Days after the Chancellor Philip Hammond announced a new 25 percent tax charge on moving funds overseas from a U.K. registered pension scheme, the British Chartered Institute of Taxation (CIOT) criticised the move and suggested there should be additional exemptions for people who are genuinely moving overseas.
Hammond said in the Spring Budget that transfers of tax-relieved pension funds to overseas pension schemes will be subject to the charge on transfer with immediate effect.
However, he added there would not be any charge if at the point of transfer both the individual and the pension savings are in the same country, both are within the European Economic Area or the Qualifying Recognised Overseas Pension Scheme (QROPS) is provided by the person’s employer.
The Chancellor’s measure is aimed at dissuading people in the U.K. from transferring their pension savings to overseas schemes that are aimed at letting savers have early access to their money free of taxes.
The Chair of the CIOT’s Employment Taxes Subcommittee Colin Ben-Nathan said certain criteria should be applied as in many cases there will be legitimate reasons for wanting to move pension funds outside of the United Kingdom, including emigration and full-time working abroad.
“What is needed therefore is some flexibility to permit tax-free transfers in appropriate cases,” Mr Ben-Nathan added.
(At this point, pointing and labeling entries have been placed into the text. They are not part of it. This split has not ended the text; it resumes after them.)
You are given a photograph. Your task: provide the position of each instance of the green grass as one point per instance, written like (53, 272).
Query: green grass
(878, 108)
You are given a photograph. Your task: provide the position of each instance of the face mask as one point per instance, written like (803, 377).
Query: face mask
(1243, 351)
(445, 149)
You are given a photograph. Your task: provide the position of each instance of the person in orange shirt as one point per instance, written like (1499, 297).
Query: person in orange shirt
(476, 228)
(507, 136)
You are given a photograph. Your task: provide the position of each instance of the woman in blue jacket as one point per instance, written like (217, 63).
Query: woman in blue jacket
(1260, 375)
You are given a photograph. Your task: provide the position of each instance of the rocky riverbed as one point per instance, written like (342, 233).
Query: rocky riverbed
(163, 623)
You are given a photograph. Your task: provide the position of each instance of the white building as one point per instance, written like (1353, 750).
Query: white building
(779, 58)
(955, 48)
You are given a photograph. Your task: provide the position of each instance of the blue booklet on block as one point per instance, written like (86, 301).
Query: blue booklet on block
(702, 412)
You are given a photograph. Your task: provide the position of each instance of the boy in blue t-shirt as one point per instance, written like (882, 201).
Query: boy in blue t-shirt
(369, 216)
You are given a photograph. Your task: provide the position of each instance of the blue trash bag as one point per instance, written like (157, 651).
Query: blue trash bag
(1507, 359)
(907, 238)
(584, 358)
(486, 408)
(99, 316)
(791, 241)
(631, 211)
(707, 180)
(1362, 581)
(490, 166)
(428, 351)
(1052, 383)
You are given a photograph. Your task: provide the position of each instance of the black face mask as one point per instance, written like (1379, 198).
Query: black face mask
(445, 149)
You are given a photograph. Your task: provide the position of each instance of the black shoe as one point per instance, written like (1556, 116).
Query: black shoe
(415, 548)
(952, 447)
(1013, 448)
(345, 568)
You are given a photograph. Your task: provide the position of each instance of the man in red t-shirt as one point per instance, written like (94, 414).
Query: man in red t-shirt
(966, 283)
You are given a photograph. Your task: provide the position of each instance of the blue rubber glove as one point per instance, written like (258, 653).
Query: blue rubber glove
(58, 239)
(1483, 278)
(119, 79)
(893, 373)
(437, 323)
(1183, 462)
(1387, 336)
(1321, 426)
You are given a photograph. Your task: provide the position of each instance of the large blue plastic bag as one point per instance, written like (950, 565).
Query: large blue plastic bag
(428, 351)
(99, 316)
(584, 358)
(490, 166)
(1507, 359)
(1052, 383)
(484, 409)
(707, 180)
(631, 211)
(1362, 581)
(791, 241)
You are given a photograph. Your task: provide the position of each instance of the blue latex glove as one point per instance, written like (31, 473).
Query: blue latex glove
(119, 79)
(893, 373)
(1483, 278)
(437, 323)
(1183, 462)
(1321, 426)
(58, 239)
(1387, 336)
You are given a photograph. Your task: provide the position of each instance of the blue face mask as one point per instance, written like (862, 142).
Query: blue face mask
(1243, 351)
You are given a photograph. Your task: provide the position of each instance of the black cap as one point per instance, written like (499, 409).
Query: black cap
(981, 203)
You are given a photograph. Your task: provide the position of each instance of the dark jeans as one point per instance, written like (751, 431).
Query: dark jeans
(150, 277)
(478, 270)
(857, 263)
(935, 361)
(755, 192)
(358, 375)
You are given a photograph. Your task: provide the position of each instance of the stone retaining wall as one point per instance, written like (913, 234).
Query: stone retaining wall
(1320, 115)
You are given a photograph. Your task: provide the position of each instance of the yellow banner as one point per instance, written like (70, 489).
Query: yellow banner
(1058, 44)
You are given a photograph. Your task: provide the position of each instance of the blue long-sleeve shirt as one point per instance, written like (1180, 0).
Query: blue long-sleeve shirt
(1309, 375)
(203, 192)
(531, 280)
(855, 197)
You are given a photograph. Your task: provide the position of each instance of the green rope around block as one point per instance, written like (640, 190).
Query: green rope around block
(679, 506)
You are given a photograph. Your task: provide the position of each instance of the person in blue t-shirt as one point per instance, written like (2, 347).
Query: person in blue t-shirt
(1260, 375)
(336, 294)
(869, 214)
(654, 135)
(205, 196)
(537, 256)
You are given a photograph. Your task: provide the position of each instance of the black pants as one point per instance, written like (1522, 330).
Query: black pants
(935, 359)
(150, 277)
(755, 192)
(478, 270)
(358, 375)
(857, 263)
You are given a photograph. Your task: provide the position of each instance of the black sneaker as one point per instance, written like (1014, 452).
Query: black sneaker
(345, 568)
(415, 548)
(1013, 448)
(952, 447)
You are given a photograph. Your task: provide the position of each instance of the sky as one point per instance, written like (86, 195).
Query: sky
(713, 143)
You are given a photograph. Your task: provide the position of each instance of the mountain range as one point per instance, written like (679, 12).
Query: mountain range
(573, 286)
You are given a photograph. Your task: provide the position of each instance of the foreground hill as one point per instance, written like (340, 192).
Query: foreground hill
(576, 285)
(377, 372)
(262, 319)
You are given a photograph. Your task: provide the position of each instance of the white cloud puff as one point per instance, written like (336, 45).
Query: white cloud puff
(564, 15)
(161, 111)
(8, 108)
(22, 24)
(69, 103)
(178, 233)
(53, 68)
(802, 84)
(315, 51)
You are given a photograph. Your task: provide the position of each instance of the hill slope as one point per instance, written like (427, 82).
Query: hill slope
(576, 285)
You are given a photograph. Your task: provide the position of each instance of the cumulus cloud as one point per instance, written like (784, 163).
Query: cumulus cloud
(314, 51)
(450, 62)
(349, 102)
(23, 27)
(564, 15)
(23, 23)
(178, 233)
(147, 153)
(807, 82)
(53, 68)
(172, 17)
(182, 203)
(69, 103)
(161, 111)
However critical, Be-Nathan welcomed various exemptions to the tax charge, for example, where the QROPS and individual are in the same country post transfer, both are in the EEA or the pension scheme is provided by the individual’s employer.
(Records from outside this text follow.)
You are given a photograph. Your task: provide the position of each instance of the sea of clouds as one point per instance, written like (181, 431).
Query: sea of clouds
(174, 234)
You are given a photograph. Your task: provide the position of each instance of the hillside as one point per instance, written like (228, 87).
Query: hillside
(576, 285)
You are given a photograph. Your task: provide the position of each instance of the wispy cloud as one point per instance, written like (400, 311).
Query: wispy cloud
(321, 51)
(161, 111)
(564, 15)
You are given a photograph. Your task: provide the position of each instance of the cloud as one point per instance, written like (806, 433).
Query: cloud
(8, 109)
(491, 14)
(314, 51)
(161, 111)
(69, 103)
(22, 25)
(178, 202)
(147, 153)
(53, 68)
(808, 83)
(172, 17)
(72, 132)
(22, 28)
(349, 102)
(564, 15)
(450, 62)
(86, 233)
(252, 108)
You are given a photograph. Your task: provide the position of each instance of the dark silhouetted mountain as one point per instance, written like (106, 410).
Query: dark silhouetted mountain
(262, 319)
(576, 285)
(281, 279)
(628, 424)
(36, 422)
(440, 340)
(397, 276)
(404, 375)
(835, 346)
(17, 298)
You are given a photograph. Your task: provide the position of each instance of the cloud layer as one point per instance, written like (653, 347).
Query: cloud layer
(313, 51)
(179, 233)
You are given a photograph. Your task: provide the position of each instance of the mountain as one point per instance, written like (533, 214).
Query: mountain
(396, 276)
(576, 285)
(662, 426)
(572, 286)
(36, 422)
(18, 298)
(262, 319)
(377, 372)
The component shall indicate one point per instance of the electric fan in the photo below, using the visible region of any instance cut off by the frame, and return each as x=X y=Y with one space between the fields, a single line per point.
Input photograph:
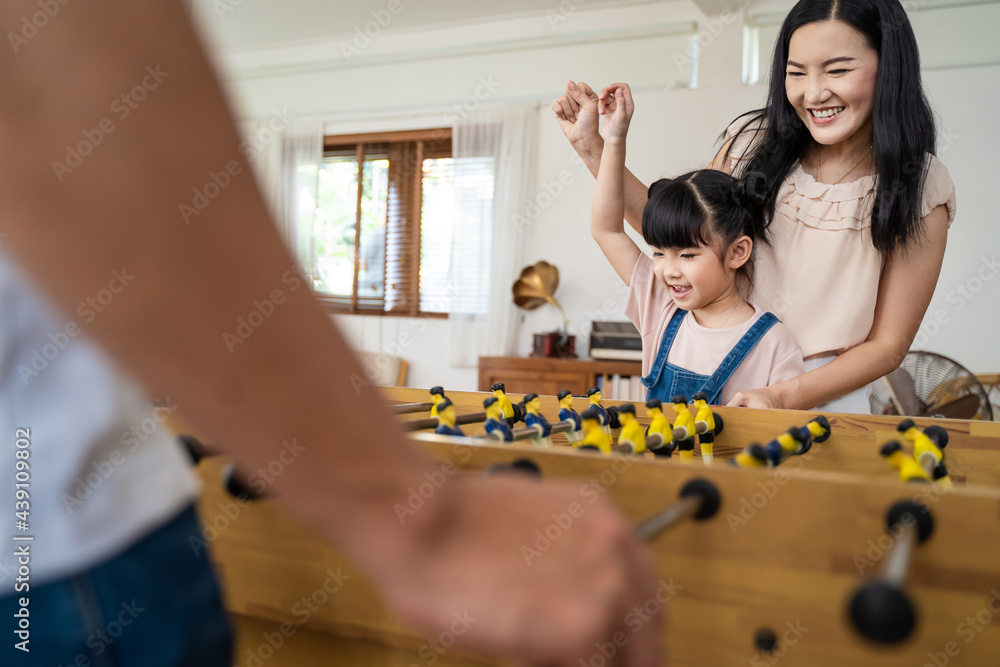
x=930 y=385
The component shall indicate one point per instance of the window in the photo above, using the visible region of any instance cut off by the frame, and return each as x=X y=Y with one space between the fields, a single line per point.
x=386 y=210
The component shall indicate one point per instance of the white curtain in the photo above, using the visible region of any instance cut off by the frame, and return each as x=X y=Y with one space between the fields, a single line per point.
x=286 y=158
x=488 y=246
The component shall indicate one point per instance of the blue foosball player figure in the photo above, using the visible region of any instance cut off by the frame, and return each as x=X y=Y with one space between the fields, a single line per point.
x=446 y=415
x=495 y=425
x=632 y=434
x=567 y=413
x=534 y=419
x=594 y=394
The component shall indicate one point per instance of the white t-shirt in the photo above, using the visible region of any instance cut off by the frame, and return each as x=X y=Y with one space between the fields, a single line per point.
x=104 y=469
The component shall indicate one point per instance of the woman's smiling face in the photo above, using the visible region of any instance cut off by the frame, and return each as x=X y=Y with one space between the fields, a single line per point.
x=830 y=80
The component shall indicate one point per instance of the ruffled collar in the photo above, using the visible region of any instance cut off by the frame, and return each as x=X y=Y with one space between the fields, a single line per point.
x=827 y=206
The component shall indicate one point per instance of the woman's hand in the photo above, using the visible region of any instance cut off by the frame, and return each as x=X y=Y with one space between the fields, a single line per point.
x=615 y=104
x=576 y=112
x=756 y=398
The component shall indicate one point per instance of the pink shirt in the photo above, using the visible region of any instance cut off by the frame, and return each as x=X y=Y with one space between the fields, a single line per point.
x=821 y=273
x=774 y=359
“These exceptions are welcome but the CIOT is concerned that they are not wide enough,” he said. “While there may be relatively small numbers of people unfairly affected, the impact on each such individual could be very significant.”
The Chancellor’s move will likely compel savers to leave their pensions where they are, providing a healthy boost to U.K. treasury coffers.
The measure is also aimed at deterring people from moving pensions into jurisdictions where their savings are no longer protected by U.K. regulators and at clamping down on people who, for example, retire to another European country while parking their pension in an offshore tax haven.
Hammond’s move came into effect on the midnight of 8 March.
Tom Selby, a senior analyst at AJ Bell, said: ‘QROPS transfer requests on or after 9 March will be hit with a 25 per cent tax charge.
At present, retirees have the option of transferring their pensions abroad as long as the scheme at the other end – known officially as ‘QROPS’ or Qualifying Recognised Overseas Pension Scheme – is approved by the U.K. tax authority.
QROPS were originally designed to make it easier for people leaving the U.K. to retire to another country and take their pension with them. However, the structure has increasingly been manipulated by those looking to artificially cut their tax bills.
Thus, the 25 percent levy for transfers to a country where the individual is not residing should act as a severe deterrent to abuse of the system, said an expert on the issue.